Mesmo manifestando otimismo por um pequeno aumento dos seminaristas nos últimos anos, os bispos espanhóis atribuem a crise que as vocações vêm enfrentando há muitos anos na Espanha à queda da natalidade, à secularização da sociedade, ao ambiente familiar não propício. “O verdadeiro problema é a falta de jovens ingressando no seminário, devida, entre outros fatores, ao envelhecimento contínuo da população. De nossa parte, temos feito um grande trabalho na pastoral vocacional”, comenta padre Herrera Fraile. “Dá para perceber uma certa vivacidade nos seminários de todas as dioceses. A situação política, social e familiar é aquela que é. Mas nós não nos desesperamos. Com tudo isso, é possível dizer que muita, muita gente ainda sente e vive a história e a tradição cristãs no mais profundo do coração. Esperamos, então, que a Providência suscite novas vocações”.
Segundo o que dá para perceber no site da Conferência Episcopal, o ingresso de jovens latino-americanos e africanos e dos filhos dos imigrantes nos seminários espanhóis é um sinal de esperança.

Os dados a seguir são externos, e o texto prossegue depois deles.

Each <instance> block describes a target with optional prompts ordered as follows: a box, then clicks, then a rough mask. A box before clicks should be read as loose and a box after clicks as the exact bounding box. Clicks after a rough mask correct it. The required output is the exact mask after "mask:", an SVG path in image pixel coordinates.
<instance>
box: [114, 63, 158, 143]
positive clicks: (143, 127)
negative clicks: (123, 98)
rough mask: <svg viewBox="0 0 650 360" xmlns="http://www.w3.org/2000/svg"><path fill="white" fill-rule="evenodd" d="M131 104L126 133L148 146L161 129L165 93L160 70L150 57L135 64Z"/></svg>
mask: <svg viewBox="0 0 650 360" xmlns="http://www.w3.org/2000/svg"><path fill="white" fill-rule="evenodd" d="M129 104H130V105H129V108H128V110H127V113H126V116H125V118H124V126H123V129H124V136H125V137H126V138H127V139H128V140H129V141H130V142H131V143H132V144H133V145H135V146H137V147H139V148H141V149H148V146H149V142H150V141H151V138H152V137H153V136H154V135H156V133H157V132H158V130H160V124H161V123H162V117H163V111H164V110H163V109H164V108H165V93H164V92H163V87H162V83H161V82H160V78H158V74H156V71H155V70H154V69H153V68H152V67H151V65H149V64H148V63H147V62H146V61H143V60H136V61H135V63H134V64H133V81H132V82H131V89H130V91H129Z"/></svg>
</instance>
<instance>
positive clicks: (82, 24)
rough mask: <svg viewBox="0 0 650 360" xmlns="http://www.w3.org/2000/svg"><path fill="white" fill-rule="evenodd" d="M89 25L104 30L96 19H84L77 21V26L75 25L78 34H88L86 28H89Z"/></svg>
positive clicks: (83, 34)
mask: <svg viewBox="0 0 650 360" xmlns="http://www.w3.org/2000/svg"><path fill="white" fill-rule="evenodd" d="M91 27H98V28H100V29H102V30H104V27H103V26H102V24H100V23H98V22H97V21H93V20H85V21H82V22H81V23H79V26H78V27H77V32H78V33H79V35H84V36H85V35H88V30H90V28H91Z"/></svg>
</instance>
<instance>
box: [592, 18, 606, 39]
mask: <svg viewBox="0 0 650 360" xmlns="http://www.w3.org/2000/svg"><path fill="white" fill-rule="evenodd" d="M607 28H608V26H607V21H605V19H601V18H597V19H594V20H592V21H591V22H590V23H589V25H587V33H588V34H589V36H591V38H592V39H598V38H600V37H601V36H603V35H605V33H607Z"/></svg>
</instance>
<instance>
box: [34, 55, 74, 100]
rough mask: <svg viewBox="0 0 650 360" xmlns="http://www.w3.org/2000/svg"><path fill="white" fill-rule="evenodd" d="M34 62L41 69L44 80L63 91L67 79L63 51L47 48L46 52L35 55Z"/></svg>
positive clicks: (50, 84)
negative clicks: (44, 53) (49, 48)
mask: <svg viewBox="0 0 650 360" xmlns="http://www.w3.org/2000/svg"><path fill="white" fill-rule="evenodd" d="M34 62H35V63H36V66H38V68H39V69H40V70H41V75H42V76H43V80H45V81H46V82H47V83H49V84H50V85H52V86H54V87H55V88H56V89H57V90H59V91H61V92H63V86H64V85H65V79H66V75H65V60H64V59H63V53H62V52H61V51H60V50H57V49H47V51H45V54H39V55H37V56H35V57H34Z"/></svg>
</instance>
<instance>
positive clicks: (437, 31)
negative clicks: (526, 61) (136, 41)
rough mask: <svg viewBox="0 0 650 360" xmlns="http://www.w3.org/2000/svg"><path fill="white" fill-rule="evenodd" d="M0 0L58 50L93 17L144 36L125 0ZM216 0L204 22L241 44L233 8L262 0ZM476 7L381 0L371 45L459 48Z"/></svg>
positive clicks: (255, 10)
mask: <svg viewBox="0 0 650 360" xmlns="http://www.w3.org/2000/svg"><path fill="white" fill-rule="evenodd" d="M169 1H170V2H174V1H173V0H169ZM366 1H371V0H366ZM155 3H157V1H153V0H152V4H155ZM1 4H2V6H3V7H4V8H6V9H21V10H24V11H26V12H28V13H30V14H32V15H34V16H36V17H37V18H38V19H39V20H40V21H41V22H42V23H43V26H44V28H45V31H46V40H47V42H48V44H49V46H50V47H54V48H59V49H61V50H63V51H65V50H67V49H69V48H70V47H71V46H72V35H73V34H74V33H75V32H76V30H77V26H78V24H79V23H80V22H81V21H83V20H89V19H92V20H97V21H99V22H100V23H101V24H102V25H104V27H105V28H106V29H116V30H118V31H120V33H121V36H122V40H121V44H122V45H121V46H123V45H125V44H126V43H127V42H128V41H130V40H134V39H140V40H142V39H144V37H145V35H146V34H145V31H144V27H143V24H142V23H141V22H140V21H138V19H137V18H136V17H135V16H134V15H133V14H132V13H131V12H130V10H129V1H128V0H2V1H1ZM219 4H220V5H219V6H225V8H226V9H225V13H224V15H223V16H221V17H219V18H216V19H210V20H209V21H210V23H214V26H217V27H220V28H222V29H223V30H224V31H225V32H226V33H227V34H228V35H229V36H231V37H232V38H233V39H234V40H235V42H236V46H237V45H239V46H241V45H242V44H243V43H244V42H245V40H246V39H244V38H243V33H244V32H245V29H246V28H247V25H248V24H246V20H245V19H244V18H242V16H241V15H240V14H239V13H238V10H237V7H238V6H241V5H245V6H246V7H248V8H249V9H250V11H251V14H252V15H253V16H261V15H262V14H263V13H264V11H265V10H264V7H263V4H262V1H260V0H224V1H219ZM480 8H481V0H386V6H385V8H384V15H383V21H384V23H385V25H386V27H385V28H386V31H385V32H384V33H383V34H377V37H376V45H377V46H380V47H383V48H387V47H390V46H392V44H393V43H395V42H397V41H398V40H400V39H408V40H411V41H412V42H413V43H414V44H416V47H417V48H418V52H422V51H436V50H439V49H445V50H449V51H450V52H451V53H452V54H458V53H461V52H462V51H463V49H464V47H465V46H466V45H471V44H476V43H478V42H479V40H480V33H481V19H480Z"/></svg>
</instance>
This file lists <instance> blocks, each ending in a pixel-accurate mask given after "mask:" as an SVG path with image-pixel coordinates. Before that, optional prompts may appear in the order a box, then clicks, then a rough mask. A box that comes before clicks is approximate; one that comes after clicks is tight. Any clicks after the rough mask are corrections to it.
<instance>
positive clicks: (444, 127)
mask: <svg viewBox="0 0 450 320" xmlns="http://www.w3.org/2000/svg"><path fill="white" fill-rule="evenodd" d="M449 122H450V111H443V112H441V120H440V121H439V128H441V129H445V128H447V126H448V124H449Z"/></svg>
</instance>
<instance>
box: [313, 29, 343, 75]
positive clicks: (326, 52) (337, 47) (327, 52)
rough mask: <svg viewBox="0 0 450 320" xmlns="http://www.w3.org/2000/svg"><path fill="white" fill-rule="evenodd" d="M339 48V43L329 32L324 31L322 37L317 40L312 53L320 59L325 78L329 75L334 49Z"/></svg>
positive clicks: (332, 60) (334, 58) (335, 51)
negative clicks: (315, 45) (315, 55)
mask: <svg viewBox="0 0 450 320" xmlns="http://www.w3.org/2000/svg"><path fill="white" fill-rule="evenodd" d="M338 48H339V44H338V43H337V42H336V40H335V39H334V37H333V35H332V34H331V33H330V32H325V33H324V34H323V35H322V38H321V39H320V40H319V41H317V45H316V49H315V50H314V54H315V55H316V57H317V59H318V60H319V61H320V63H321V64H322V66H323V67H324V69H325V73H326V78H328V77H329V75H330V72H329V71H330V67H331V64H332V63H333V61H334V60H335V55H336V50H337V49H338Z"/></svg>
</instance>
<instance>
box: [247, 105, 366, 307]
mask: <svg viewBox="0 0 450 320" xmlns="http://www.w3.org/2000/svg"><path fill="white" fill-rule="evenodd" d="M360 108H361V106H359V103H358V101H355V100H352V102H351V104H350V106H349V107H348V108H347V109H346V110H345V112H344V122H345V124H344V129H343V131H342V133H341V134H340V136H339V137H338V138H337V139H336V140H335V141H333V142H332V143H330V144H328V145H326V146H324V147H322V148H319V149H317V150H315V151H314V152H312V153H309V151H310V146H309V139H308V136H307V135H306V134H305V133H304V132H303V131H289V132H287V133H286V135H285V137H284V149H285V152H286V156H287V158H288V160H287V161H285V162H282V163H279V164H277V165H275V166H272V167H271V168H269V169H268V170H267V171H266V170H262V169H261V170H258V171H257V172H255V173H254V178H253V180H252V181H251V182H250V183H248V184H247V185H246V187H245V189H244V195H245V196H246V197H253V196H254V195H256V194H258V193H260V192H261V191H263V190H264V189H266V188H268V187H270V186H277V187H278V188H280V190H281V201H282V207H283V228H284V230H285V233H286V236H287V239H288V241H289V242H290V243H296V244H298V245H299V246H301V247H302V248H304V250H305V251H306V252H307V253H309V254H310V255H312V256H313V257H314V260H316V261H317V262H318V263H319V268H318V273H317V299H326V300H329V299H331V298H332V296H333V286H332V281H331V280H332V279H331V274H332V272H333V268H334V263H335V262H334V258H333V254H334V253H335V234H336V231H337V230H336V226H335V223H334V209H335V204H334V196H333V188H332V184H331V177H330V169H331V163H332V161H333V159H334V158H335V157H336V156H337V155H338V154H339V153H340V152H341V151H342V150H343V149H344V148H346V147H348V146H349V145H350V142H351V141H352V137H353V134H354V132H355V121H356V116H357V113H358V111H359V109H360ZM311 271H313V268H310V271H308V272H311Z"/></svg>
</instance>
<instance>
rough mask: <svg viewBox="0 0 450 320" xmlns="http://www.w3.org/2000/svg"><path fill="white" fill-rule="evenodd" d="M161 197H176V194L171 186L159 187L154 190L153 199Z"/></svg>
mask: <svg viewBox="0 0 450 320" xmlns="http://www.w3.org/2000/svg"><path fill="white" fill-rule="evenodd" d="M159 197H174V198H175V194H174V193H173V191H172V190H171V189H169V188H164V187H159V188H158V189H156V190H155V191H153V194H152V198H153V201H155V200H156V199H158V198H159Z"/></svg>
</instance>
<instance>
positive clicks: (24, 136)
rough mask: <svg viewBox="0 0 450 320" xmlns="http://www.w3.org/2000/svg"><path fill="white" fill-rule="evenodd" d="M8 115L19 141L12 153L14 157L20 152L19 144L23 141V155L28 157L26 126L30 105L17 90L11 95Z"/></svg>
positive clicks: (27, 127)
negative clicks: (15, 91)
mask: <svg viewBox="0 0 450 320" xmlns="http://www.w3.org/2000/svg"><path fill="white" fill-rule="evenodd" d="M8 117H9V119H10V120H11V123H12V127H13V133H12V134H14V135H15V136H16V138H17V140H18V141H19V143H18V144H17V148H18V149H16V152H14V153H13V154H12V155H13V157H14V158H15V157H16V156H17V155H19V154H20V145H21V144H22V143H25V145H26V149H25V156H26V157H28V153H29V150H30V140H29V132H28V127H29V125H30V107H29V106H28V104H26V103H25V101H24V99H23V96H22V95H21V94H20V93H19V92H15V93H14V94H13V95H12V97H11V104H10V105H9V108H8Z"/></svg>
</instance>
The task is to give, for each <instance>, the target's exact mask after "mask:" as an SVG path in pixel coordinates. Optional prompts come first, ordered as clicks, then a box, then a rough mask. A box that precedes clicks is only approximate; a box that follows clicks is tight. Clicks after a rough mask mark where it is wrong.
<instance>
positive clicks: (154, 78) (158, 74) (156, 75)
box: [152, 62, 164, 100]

“A Espanha sempre foi considerada um país supercatólico: é um mito. As consequências de um catolicismo tão presumido estão à vista de todos. Sobretudo nas últimas décadas.” Padre Cárcel Ortí parte de um outro ponto de vista para explicar a situação de seu país: “Há um outro aspecto que precisa ser considerado. Os observadores externos falam de uma só ‘Espanha’, mas a situação é mais complexa. Na realidade, a Espanha não existe enquanto unidade: esse é um outro mito duro de morrer. Embora o Estado seja um só, existe uma grande diversidade de regiões. Dou o exemplo deste Colégio, em que convivem todas as comunidades autônomas: nós todos nos respeitamos e vivemos em total e completa harmonia, unidos na obediência à Igreja e ao Papa. Mas nunca nos devemos esquecer de que existem muitas ‘Espanhas’, e é com todas essas realidades que precisamos lidar. No diálogo, sem contraposições inúteis e danosas”.
O jovem doutorando, padre David Varela Vásquez, no entanto, não parece particularmente impressionado com a situação que acaba de ser descrita: “Eu tenho muito claro que a única coisa que me será exigida será que transmita, anuncie a beleza do cristianismo às pessoas que eu encontrar. Estou firmemente convencido de que o cristianismo ainda possa atrair o coração das pessoas. Como estudante de teologia, acompanho com atenção o ensinamento de Bento XVI: um grande teólogo, que se exprime de modo claro, simples. E que foi escolher para patrono do Ano Sacerdotal um humilde padre como o Santo Cura d’Ars. Isso me impressionou muito. Não tenho a menor ideia do que me acontecerá, quando voltar à Espanha. O que sei é que é inútil imaginar esforços extraordinários da minha vontade: a nossa vida é sempre obra de um Outro”.